For anything outside of Spring Cloud Stream application (here using from Apache Spark application), you need to use spring.cloud.stream.bindings.<channelName>.producer.headerMode=raw or spring.cloud.stream.bindings.<channelName>.consumer.headerMode=raw depending on whether you write or read to/from the Kafka topic.
@lsteigerwald What happens when you set this property?
Also, you can read this for some context on this.
But he's not using Spring or Spring Cloud Stream from what I understand...
@marcingrzejszczak What I meant was, reading the messages from Kafka topic that were not published by a Spring Cloud Stream application. I saw you mentioned:
We're setting in Sleuth the spring.cloud.stream.bindings.sleuth.content-type=application/json
and this made me think that the Spring Cloud Stream application is trying to read the messages from the Kafka topic (using the SCSt Kafka binder) but the messages were originally published by the non-Spring Cloud Stream application. So, in this case we need to set spring.cloud.stream.bindings.sleuth.consumer.headerMode=raw I believe.

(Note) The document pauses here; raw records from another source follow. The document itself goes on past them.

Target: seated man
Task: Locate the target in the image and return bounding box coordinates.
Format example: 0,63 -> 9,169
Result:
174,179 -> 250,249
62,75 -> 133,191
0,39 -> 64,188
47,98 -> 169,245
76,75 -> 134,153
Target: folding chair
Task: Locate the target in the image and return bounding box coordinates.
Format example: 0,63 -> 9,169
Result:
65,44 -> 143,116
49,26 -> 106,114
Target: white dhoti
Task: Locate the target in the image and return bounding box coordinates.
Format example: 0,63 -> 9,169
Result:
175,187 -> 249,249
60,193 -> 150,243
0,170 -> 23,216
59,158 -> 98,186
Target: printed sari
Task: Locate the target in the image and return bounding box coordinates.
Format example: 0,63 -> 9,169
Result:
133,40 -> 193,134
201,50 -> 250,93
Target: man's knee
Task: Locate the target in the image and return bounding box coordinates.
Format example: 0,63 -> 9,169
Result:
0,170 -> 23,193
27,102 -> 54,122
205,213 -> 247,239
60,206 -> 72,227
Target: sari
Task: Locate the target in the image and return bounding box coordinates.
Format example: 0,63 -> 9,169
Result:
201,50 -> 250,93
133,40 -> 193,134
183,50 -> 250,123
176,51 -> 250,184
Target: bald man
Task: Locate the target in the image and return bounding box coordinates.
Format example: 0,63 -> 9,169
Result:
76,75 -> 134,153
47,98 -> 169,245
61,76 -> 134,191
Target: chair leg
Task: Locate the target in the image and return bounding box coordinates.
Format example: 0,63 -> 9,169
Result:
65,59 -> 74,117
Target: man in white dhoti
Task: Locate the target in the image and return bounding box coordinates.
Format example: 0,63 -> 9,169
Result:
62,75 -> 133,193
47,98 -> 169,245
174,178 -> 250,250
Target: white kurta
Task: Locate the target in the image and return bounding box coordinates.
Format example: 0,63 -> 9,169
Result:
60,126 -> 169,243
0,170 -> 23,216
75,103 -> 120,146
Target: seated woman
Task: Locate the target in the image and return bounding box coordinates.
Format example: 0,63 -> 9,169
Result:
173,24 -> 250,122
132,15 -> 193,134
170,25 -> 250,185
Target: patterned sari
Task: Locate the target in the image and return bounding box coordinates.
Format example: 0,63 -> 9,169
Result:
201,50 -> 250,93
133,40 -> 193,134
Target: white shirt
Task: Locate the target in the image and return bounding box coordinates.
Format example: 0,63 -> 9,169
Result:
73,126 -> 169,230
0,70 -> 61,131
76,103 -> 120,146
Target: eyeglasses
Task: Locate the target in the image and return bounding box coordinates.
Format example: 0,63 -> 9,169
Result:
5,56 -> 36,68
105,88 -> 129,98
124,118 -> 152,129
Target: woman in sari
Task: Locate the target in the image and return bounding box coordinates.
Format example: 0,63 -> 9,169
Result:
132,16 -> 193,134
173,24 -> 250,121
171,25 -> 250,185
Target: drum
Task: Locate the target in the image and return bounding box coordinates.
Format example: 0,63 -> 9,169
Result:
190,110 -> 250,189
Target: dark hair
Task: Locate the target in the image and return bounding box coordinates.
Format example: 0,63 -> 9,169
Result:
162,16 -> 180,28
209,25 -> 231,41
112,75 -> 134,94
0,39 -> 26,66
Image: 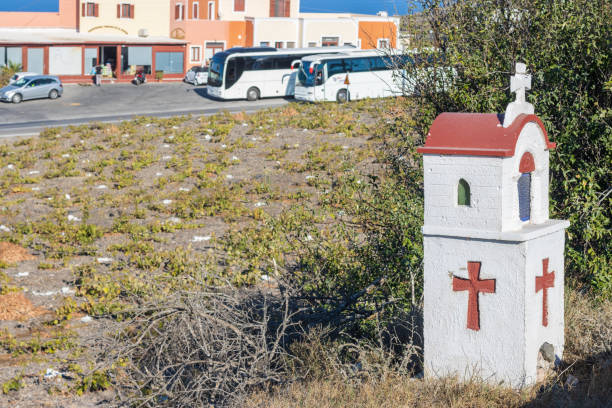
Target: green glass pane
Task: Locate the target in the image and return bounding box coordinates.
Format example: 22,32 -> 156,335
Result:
458,179 -> 470,206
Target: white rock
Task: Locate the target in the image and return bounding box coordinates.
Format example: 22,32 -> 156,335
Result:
16,271 -> 29,277
242,122 -> 248,127
172,126 -> 179,130
162,199 -> 173,205
168,217 -> 181,223
67,215 -> 80,222
65,194 -> 71,200
80,315 -> 93,323
6,164 -> 14,170
342,145 -> 349,150
306,234 -> 313,241
179,187 -> 190,192
28,170 -> 40,175
145,123 -> 151,127
162,155 -> 172,160
221,144 -> 227,148
260,274 -> 271,282
155,172 -> 163,176
168,135 -> 175,140
33,290 -> 56,296
97,257 -> 113,264
0,225 -> 11,232
163,144 -> 171,148
44,368 -> 62,379
31,187 -> 40,191
305,175 -> 314,180
96,185 -> 108,190
231,156 -> 239,161
204,134 -> 212,141
61,287 -> 75,295
225,174 -> 234,179
61,153 -> 70,158
254,202 -> 266,207
192,235 -> 211,242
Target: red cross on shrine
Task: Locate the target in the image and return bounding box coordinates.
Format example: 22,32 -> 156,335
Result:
536,258 -> 555,327
452,262 -> 496,331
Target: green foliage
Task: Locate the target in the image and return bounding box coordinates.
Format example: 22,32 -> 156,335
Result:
2,374 -> 24,394
409,0 -> 611,297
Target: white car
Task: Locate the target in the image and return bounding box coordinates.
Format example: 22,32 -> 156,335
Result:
9,72 -> 38,84
184,66 -> 208,85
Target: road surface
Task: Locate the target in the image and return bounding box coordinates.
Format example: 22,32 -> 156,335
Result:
0,82 -> 290,137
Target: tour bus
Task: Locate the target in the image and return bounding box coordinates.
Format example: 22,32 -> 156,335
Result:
294,50 -> 412,103
206,46 -> 355,101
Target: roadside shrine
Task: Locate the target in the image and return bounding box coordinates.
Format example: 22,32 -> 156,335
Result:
418,63 -> 570,387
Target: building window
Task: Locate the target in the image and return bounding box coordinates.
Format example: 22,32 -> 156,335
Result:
175,3 -> 184,20
118,3 -> 134,18
193,2 -> 199,19
377,38 -> 390,49
260,42 -> 270,46
275,41 -> 283,49
457,179 -> 471,206
155,52 -> 184,74
286,41 -> 295,48
207,1 -> 215,19
270,0 -> 290,17
234,0 -> 245,12
121,46 -> 152,74
83,2 -> 98,17
308,42 -> 317,47
322,36 -> 339,47
190,46 -> 202,62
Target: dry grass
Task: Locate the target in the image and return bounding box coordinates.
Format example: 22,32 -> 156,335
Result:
0,242 -> 36,263
0,292 -> 48,321
244,290 -> 612,408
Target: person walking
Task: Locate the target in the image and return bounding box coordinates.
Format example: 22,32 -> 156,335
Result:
95,64 -> 102,87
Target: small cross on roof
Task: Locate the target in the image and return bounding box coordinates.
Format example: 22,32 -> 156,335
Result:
510,62 -> 531,104
503,62 -> 535,127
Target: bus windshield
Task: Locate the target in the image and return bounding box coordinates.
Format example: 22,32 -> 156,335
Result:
208,57 -> 224,87
298,61 -> 316,87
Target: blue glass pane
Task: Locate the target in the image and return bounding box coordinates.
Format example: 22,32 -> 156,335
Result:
518,173 -> 531,221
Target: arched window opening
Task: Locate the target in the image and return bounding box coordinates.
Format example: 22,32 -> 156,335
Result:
518,151 -> 534,222
518,173 -> 531,221
458,179 -> 471,206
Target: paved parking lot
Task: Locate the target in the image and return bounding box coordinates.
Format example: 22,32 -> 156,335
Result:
0,81 -> 289,136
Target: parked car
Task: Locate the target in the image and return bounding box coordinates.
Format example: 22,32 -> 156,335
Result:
9,72 -> 38,84
184,66 -> 208,85
0,75 -> 63,104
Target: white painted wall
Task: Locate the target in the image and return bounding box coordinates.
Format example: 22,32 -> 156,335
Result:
423,229 -> 565,387
253,18 -> 299,46
49,46 -> 82,75
423,155 -> 504,232
301,19 -> 357,47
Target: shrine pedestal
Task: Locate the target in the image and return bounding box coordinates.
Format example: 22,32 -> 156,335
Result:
423,221 -> 568,387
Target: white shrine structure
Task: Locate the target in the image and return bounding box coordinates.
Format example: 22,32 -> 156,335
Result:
418,63 -> 570,387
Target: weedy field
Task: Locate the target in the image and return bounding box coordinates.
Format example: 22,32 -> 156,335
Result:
0,100 -> 385,406
0,99 -> 609,407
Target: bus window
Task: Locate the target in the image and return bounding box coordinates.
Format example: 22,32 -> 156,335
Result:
349,58 -> 369,73
326,59 -> 346,78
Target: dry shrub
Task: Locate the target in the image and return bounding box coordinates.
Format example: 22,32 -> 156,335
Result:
107,287 -> 299,407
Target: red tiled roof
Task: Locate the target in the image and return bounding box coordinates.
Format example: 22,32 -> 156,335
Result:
417,113 -> 556,157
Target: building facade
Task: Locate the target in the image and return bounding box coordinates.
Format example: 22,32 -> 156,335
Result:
0,0 -> 186,83
169,0 -> 400,68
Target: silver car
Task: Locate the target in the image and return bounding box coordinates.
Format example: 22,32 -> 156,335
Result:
184,66 -> 208,85
0,75 -> 63,104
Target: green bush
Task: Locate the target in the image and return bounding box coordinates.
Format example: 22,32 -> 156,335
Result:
405,0 -> 611,298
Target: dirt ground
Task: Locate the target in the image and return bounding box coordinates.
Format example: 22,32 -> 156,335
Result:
0,100 -> 384,406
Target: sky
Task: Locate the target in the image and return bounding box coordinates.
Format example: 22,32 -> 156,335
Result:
300,0 -> 409,15
0,0 -> 59,12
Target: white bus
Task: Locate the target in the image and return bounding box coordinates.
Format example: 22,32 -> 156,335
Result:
206,46 -> 355,101
294,50 -> 413,103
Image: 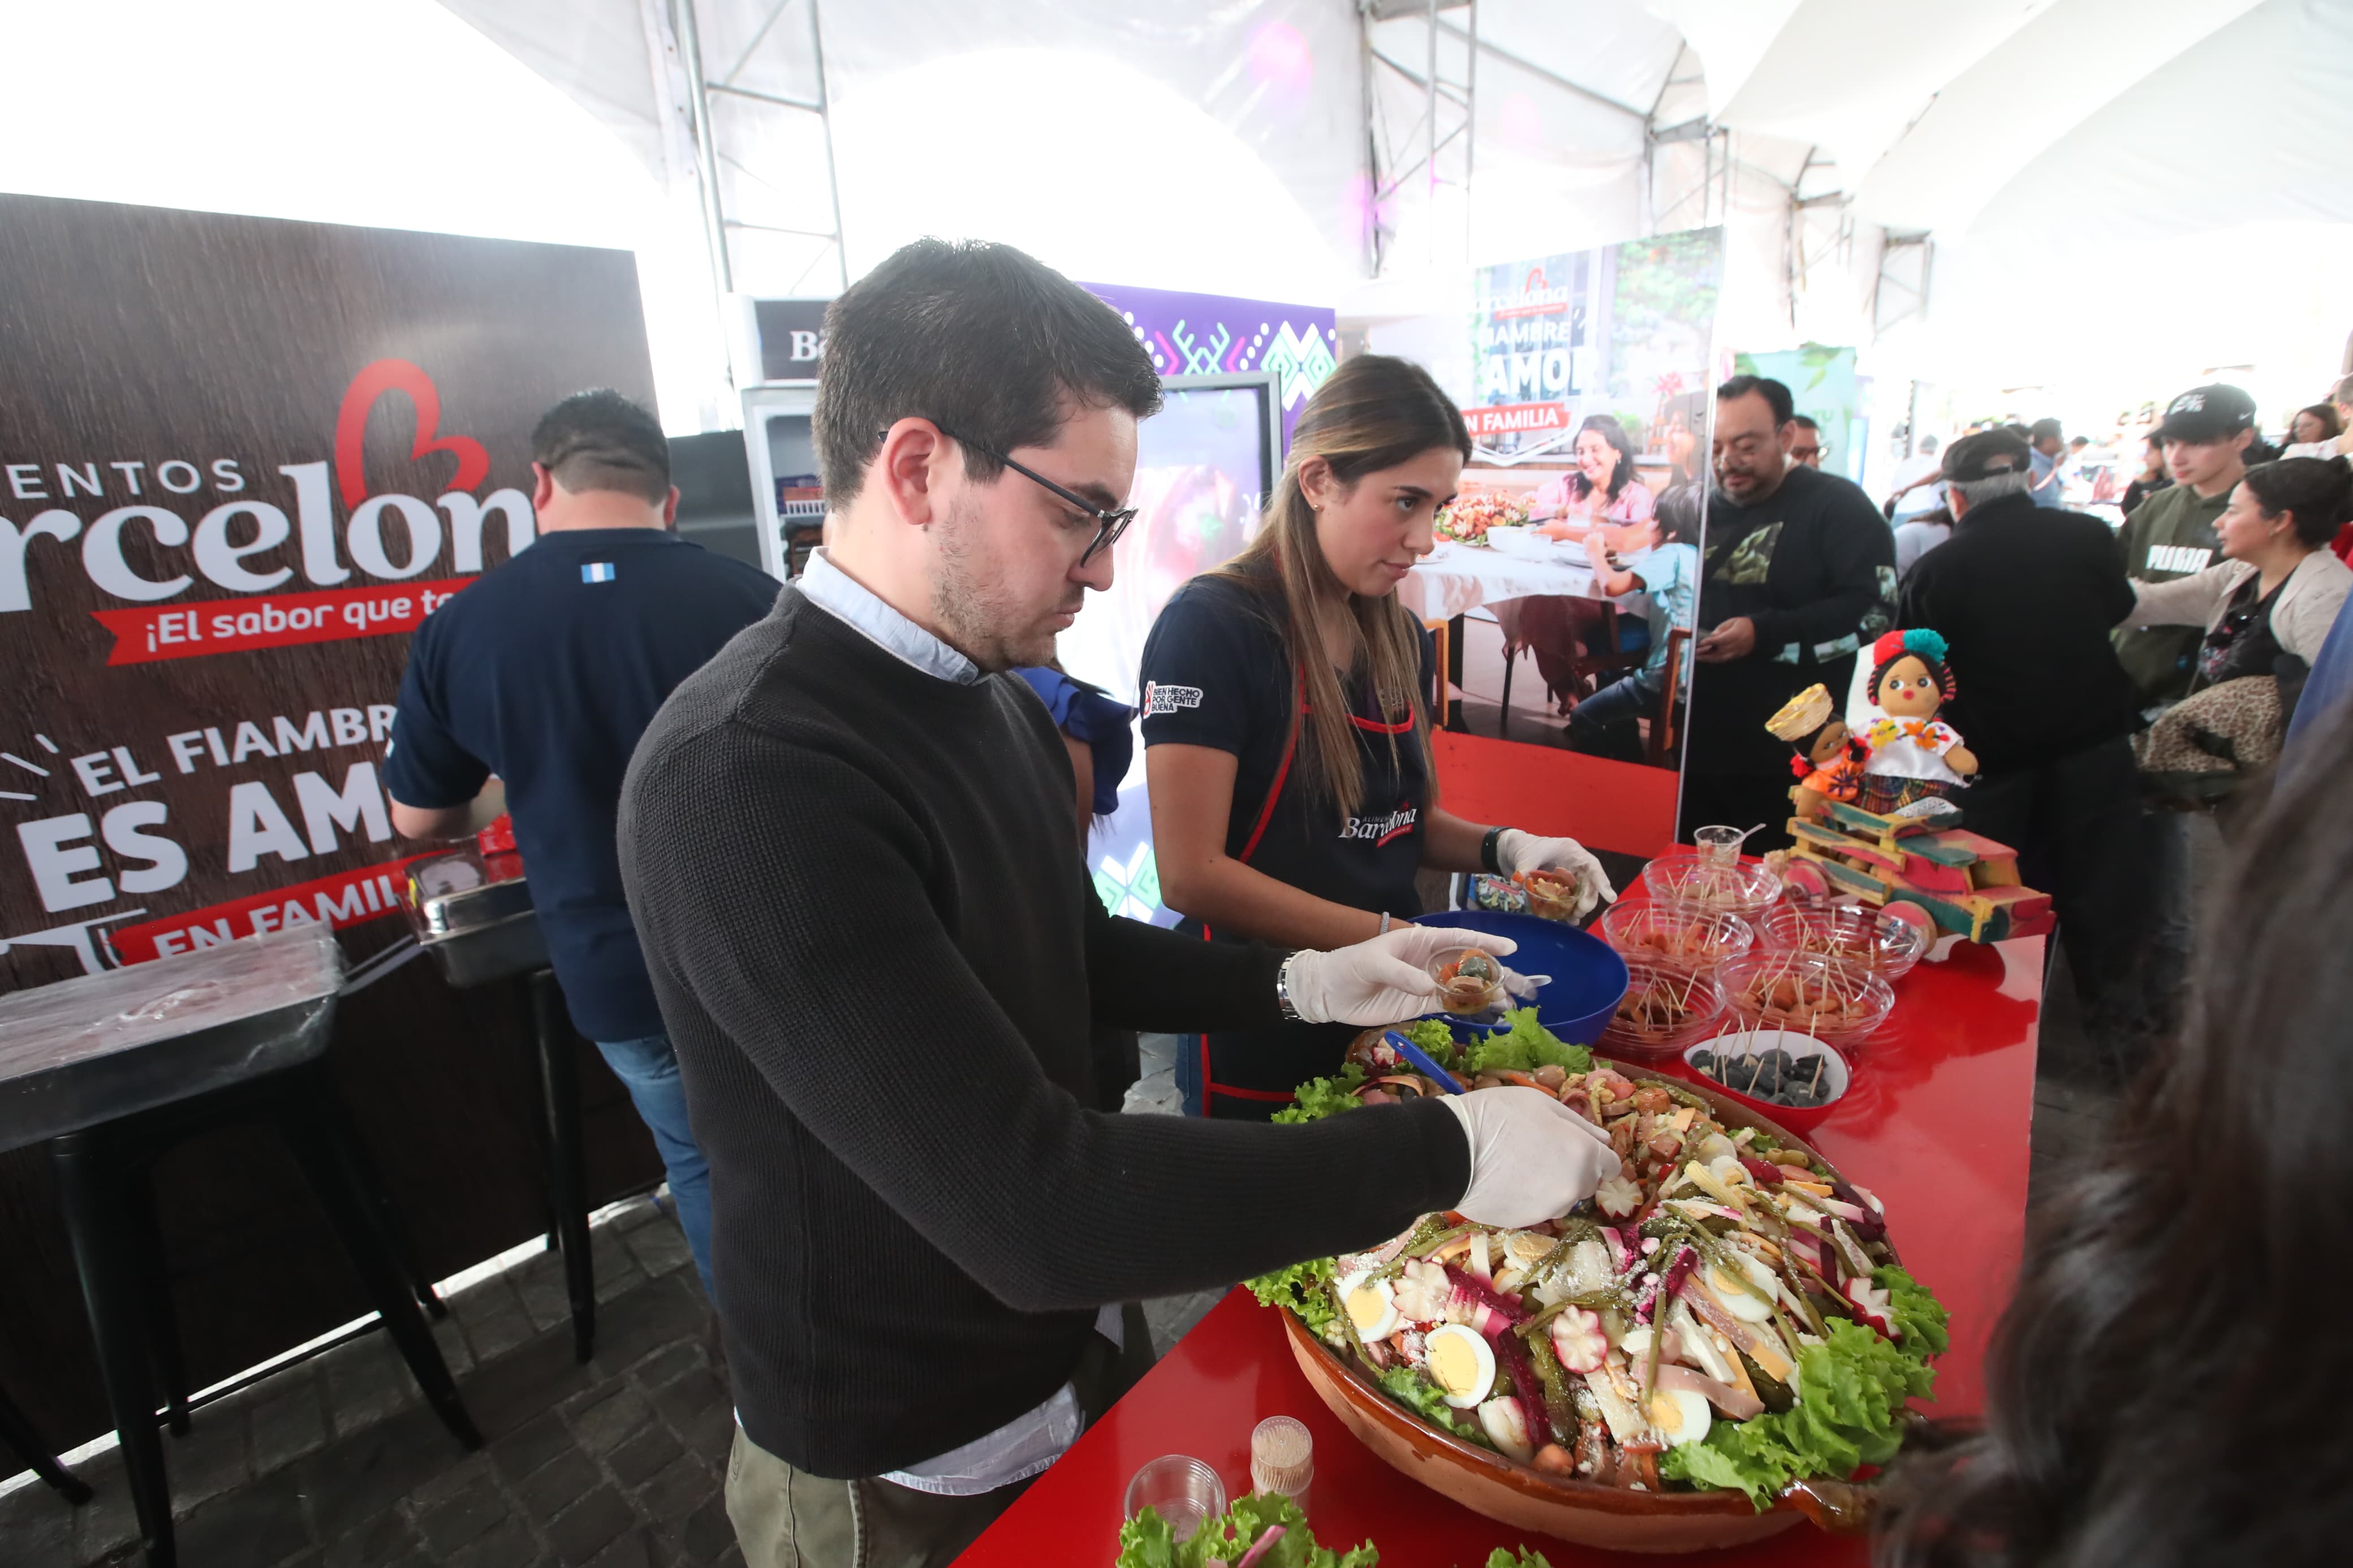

@ilayaperumalg It's the other way around. The application publishes messages via SCSt and one recipient is a Spark application. It can be tried, but I'm not sure that the Zipkin Stream server (which is the primary recipient of the spans) will be able to read the raw message, without the application/json header embedded, as it relies on the @StreamListener conversion.
Seems like we are not supporting this use case (simultaneously publishing to a Stream and non-Stream app) very well right now. As a workaround, the Spark app can manually extract the payload using something similar to https://github.com/spring-cloud/spring-cloud-stream/blob/master/spring-cloud-stream/src/main/java/org/springframework/cloud/stream/binder/EmbeddedHeaderUtils.java#L118.
Starting with Kafka 0.11 this will go away, as header support will eliminate embedding.
Thank you all for your help. I have now found a working solution for me to extract the Spans from Kafka.
Just one minor thing. I tried to use the ConvertToZipkinSpanList class to get a zipkin-span from the sleuth span, like @adriancole suggested earlier. However I seem not to be able to import that class by adding the spring-cloud-sleuth-zipkin-stream dependency to my pom. Is that intentional behaviour or have I messed up my configuration and it should be known once the the mentioned dependency is included?
Yeah that's intentional. As you can see the class is final and packaged scoped.